Молодой пехотный лейтенант и горсточка солдат подразделения остались по эту сторону реки. Лейтенант Рокс очень спокойно дает нам команду передвинуть орудие, шесть-семь пехотинцев без всякого приказа приходят к нам на помощь. С большим трудом перетаскиваем орудие через дорогу, ломая ветки, пробиваемся сквозь узкую полосу зарослей и, укрытые ею, останавливаемся. Да, в полукилометре отсюда, на овсяном поле маленькая возвышенность, и на вершине ее пулемет и немецкий расчет из трех человек. Нас скрывает от них кустарник, но половина переправы во всяком случае им видна как на ладони. Пехотный лейтенант с нами, он скрежещет зубами и в бессильной ярости колотит своими грязными мальчишескими кулаками по коленям.

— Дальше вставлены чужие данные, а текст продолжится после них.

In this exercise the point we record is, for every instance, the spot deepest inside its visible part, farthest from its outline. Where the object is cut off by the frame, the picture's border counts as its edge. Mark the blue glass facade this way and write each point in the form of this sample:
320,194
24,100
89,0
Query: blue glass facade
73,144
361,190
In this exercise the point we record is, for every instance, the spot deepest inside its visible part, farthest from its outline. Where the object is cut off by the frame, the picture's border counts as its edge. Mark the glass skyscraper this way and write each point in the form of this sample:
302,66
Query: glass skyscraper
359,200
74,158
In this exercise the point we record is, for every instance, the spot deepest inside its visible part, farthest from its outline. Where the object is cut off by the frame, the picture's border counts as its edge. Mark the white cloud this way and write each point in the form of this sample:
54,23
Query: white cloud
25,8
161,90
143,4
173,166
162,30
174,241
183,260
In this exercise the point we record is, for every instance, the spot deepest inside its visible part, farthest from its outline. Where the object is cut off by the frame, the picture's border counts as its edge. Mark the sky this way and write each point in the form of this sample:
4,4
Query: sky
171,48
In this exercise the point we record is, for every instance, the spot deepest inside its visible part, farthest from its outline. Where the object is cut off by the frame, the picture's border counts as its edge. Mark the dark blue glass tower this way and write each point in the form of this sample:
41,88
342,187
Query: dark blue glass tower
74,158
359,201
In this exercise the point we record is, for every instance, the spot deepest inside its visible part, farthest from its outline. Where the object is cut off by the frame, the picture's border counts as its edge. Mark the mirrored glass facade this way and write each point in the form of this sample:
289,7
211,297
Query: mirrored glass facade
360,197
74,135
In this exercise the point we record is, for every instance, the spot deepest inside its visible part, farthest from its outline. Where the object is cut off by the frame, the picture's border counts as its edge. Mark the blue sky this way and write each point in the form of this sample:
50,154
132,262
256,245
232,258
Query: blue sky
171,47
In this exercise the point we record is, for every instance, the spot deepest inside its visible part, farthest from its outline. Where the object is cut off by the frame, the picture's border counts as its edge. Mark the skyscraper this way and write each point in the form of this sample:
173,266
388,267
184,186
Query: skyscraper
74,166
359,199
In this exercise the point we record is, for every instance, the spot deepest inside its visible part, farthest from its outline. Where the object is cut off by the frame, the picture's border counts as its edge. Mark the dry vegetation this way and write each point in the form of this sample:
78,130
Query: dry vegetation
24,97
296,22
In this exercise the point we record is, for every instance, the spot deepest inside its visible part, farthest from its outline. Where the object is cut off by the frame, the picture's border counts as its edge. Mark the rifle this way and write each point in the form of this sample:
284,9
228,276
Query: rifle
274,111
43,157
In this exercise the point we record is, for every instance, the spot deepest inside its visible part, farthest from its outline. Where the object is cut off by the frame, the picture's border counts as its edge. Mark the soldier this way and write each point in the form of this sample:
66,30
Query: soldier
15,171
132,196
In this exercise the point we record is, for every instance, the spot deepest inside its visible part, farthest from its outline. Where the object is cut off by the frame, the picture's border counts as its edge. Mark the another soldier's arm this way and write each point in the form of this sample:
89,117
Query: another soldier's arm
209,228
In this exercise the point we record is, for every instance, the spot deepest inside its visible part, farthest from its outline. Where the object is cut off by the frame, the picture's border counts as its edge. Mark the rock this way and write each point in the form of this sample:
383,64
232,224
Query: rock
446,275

Рокс, с его пятнадцатилетним опытом сверхсрочной службы, дает решительный выстрел. Единственный. Но больше и не требуется. У нас заложило уши, мы ничего не слышим, потому что выстрел трехдюймовки звонок, как щелк бича. Но мы видим столб дыма там, где был пулемет. Светловолосый пехотный лейтенант долго смотрит на Рокса, а когда мы откатываем орудие обратно, и он, и его люди делают это особенно усердно.
Сейчас произойдет неизбежное. Теперь им известно, что в зарослях есть по крайней мере одно орудие. Они никогда не простят нам легкость этой победы прямо у них под носом.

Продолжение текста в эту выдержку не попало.